BMC Ophthalmol. 2017; 17: 233.
Published online 2017 December 4. doi:  10.1186/s12886-017-0630-0
PMCID: PMC5715636

Complete occlusion of anterior capsulorhexis after uneventful cataract surgery, treated with YAG laser capsulotomy

Abstract

Background

Capsular contraction syndrome (CCS) has been reported as an uncommon complication after an cataract extraction surgery with intact anterior capsulorhexis. This report is written to present a case of complete occlusion of the anterior capsulorhexis opening after an uneventful cataract surgery, which was treated with non-invasive treatment.

Case presentation

A 69-year-old woman complained of decreased visual acuity in her right eye, which had started 2 months ago. She underwent phacoemulsification with an uneventful anterior capsulorhexis before 3 months. A total occlusion of the anterior capsulorhexis opening with capsular phimosis was identified on slit-lamp biomicroscopy, and a circular anterior capsulotomy using neodymium-doped yttrium aluminum garnet (Nd:YAG) laser was performed immediately. The capsulotomy site remained clear after a couple of years.

Conclusions

It is supposed that proliferation of fibrotic tissue was relatively prominent in this case, rather than the appearance of capsular phimosis. This case can be an uncommon showing a total occlusion of the anterior capsulorhexis opening with prominent fibrotic proliferation pattern after an uneventful cataract surgery. Additionally, the occlusion could be removed with a non-invasive procedure, and was maintained clearly for several years.
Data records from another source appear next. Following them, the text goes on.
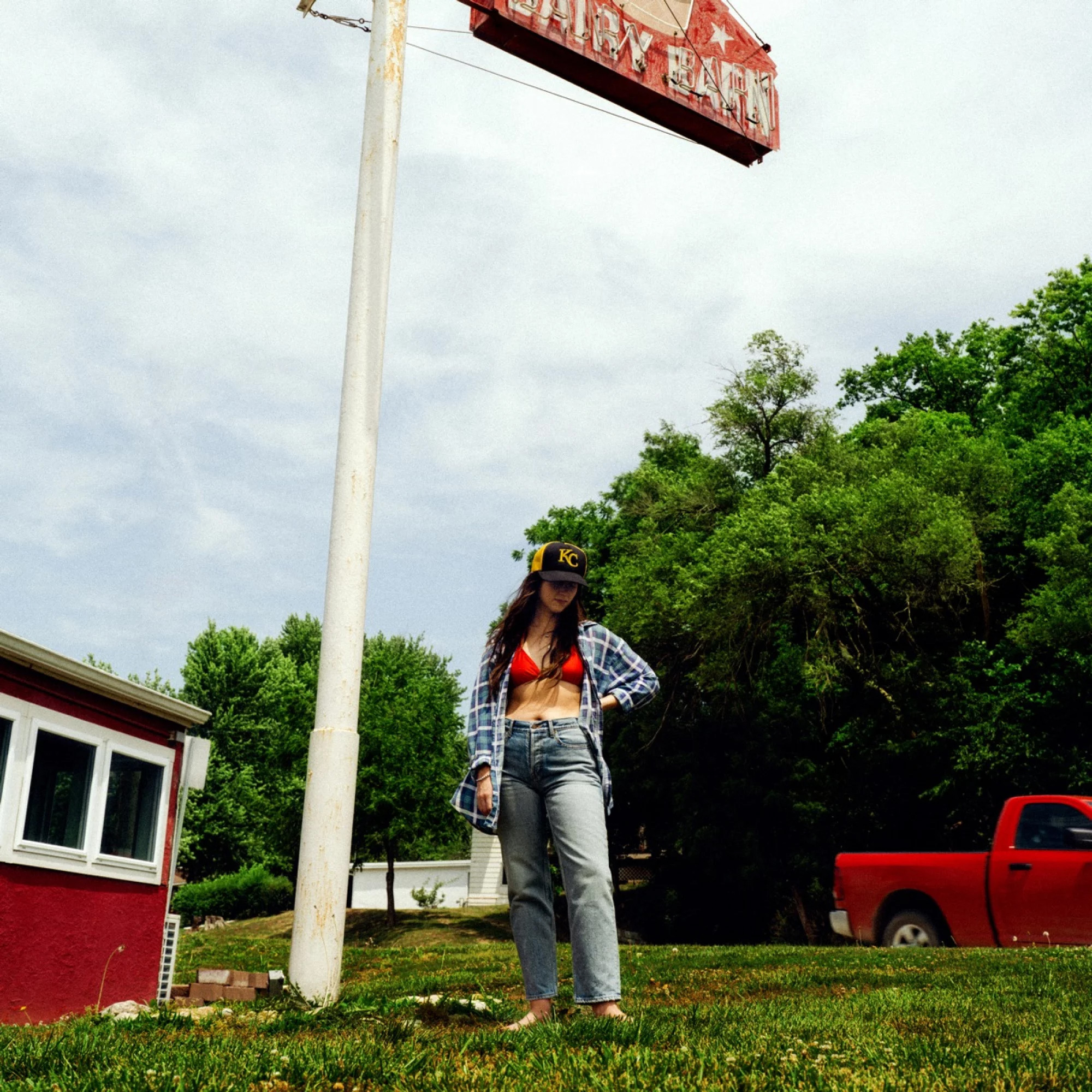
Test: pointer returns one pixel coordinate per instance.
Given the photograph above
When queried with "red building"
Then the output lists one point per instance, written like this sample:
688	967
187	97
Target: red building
92	771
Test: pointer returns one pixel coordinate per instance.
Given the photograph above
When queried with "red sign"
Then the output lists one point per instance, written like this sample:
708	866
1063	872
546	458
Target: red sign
687	65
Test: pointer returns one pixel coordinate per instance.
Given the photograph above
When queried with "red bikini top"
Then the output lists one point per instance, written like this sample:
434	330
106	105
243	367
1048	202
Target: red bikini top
525	670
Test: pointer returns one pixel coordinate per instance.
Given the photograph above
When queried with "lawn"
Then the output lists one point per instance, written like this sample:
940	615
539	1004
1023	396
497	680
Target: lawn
705	1018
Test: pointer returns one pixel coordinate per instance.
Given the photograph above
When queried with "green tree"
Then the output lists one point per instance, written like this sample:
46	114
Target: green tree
1049	372
263	703
930	372
763	414
870	648
413	754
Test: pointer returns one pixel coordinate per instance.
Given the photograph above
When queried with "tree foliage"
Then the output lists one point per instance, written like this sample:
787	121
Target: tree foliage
262	696
413	754
867	642
763	414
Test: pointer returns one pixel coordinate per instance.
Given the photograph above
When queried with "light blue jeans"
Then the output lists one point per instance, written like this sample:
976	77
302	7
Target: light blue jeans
552	788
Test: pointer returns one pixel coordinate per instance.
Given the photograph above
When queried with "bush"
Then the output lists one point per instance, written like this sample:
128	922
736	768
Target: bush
251	893
429	898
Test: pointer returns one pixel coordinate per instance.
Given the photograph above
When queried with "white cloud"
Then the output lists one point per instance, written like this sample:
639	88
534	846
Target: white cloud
175	234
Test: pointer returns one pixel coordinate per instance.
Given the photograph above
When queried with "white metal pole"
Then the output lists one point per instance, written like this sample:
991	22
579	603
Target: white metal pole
325	845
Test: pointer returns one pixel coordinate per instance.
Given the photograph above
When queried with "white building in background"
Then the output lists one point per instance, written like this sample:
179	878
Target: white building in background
488	887
477	883
370	884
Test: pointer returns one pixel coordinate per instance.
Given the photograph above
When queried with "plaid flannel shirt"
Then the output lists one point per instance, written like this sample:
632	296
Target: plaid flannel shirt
611	667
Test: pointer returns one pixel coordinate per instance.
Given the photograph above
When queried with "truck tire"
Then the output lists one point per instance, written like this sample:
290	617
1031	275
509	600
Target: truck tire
911	929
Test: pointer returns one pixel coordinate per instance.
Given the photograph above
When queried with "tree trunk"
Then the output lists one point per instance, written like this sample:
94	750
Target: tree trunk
390	884
810	929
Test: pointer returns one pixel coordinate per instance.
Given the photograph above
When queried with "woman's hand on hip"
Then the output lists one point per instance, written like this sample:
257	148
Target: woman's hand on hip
484	790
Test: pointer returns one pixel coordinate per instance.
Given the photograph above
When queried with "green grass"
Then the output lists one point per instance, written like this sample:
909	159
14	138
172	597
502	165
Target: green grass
706	1018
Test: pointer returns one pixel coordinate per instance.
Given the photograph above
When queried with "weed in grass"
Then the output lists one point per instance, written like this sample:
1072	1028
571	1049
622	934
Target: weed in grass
749	1019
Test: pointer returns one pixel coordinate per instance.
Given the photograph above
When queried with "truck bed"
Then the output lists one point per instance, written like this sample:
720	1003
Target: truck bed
955	882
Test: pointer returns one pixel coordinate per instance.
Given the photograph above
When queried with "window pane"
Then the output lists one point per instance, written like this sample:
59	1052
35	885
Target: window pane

Keywords: Anterior capsulorhexis, Capsular contraction syndrome, Fibrotic proliferation, Phacoemulsification, Total occlusion

Background

Capsular contraction syndrome (CCS) has been reported as an uncommon complication after an cataract extraction surgery with intact anterior capsulorhexis [13]. It is treated by surgical removal or application of laser to the thickened and opaque anterior capsulorhexis site. It is considered that most cases of CCS are associated with an underlying disease showing zonular weakness and chronic inflammation [2, 3]. However, several patients of CCS without any clinical signs of obvious zonular weakness or inflammatory reaction were presented in previous reports [14]. Therefore, we would like to report a case of complete occlusion of the anterior capsulorhexis opening after an uneventful cataract surgery, that was treated with neodymium-doped yttrium aluminum garnet (Nd:YAG) laser.

Case presentation

A 69-year-old woman visited our clinic, complaining of decreased visual acuity in her right eye, which had started 2 months ago. There was no documented history of any systemic disease or drug intake. Three years ago, she had undergone laser iridotomy in the right eye following an angle-closure attack. Phacoemulsification with an uneventful anterior capsulorhexis was performed. Intraoperatively, the anterior capsulorhexis opening was noted to approximately 5.5 mm in diameter, and clinical features of prominent zonular weakness were not evident. A one-piece aspheric hydrophobic acrylic intraocular lens with an overall diameter of 13.0 mm, optic diameter of 6.0 mm and power of +22.0 diopters was implanted in the bag without any decenteration. The best corrected visual acuity (BCVA) was 20/20 in both eyes postoperatively, and there were no remarkable findings. Four months later, however, her visual acuity was found to have decreased to 20/60 in the right eye. Slit-lamp biomicroscopy revealed a total occlusion of the anterior capsulorhexis opening with capsular phimosis (Fig. 1). Immediately, a circular anterior capsulotomy using Nd:YAG laser was performed. After 1 month, the capsular phimosis had not recurred, and additional findings about zonular weakness were not apparent. The BCVA in the right eye had recovered to 20/20 with no other remarkable findings under slit-lamp biomicroscopy (Fig. (Fig.1).1). The capsulotomy site remained clear after 2 years, and the visual acuity was also unchanged (Fig. (Fig.11).

Fig. 1
Consecutive findings of silt-lamp biomicroscopy on the right eye. Total occlusion of anterior capsulorhexis opening was identified (a, b). Cleared anterior capsulorrhexis site followed by anterior capsulotomy using Nd:YAG laser (c, d). Capsulotomy site ...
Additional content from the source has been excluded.